Another building in the hospital district, formerly officers’ housing, is under contract and the buyer could also utilize the tax credit, Baxter said. He declined to discuss details about the deal.

So far, the sprawling hospital building itself has not been redeveloped.

Baxter said The Noisette Co. is “focused on” the building, which he called the next logical step for development given the activity around it. No plans are concrete at this point, he said.

The Naval Shipyard Historic District and the Officers’ Housing Historic District previously were selected for the National Register of Historic Places through an extensive documentation process that takes nine to 12 months, Baxter said.

Baxter said state and federal officials identified the three districts during the base closure process in the mid-1990s. As a result, the districts, which comprise roughly a third of The Noisette Co.’s redevelopment project, already are subject to historic preservation covenants.

In addition to tax credits, the federal designation triggers a special review if any federal construction projects or projects using federal grant money were slated for the area, Baxter said.

Of The Noisette Co.’s 340-acre redevelopment project, roughly 240 acres are for sale in foreclosure proceedings. That portion of the property served as collateral for a $23.8 million loan made in 2006.

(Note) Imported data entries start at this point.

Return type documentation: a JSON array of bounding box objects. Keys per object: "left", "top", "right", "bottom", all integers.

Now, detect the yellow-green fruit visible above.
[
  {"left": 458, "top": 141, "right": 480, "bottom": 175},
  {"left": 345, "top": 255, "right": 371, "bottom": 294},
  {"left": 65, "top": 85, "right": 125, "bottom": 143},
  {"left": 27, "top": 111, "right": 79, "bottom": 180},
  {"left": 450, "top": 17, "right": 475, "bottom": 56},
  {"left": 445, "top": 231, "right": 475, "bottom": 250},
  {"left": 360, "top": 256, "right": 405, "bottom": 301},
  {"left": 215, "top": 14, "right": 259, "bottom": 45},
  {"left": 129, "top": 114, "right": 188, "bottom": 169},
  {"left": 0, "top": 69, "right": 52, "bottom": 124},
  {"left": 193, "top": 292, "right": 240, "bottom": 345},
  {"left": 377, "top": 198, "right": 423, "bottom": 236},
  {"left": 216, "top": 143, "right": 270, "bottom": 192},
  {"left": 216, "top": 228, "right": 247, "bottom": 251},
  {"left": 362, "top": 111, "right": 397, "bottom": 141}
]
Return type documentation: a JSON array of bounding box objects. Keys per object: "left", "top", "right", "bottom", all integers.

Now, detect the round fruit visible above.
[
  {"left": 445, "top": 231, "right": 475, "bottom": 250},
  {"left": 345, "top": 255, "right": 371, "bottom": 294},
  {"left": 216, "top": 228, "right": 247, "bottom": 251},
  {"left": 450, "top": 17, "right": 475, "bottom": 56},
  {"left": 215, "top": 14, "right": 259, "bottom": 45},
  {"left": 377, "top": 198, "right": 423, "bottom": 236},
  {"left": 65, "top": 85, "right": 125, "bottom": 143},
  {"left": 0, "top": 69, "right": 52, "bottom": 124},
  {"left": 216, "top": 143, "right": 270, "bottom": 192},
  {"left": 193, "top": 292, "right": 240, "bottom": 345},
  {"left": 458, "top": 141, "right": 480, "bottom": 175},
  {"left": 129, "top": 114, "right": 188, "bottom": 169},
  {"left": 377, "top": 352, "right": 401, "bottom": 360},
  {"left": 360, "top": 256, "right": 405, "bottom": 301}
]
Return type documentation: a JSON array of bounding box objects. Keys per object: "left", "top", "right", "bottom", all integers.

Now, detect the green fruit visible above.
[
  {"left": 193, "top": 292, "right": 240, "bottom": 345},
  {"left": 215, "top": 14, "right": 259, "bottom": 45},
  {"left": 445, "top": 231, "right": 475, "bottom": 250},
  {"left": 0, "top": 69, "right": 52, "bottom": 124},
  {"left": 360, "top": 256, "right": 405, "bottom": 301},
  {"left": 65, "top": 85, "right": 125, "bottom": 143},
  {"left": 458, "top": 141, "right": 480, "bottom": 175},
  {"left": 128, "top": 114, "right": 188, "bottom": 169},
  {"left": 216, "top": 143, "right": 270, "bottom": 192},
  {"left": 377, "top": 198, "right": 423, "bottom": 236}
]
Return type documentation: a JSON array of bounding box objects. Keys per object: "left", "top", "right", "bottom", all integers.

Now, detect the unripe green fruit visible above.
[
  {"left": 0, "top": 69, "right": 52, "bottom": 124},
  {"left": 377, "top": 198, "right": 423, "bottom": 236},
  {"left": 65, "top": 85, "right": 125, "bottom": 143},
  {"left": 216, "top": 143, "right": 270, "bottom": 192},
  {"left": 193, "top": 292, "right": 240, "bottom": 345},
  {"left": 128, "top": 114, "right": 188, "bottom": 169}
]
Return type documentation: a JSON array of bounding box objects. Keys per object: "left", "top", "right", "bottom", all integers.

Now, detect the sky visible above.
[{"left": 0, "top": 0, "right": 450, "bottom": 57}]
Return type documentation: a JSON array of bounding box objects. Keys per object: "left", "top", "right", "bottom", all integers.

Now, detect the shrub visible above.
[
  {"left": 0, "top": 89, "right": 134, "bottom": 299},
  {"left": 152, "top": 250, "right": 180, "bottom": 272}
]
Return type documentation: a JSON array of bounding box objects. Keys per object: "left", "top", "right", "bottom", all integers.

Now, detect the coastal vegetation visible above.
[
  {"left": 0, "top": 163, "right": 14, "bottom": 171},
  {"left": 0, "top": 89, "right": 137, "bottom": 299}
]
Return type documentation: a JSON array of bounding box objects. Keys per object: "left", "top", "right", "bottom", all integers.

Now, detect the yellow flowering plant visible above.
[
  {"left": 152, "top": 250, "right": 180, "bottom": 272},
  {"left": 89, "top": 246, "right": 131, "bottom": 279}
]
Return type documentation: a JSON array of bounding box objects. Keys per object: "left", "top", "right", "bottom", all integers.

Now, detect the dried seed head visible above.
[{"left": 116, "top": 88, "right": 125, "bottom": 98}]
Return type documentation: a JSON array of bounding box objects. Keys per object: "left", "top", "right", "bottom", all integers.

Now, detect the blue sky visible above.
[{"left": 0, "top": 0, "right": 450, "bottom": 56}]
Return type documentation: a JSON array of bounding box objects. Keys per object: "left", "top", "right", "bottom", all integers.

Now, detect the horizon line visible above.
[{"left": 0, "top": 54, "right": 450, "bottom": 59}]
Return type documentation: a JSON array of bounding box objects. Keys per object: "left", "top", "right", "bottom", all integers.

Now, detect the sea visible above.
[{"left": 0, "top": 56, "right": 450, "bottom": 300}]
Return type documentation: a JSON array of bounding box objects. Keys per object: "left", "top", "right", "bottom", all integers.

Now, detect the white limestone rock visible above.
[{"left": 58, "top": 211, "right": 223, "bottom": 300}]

Charleston County Master-in-Equity Mikell Scarborough ordered a 60-day period for bids to be submitted, and that period ends Nov. 15. A court hearing is scheduled Nov. 16 for bids to be opened.

If written bids do not cover the debt, Scarborough has said that a traditional foreclosure auction would take place Dec. 7.

Officials with The Noisette Co. have said the collateral acreage snakes through their redevelopment area and isn’t all contiguous. The company has not shared a map of the collateral property, but according to an attorney’s description in court, the Naval Hospital Historic District falls within it.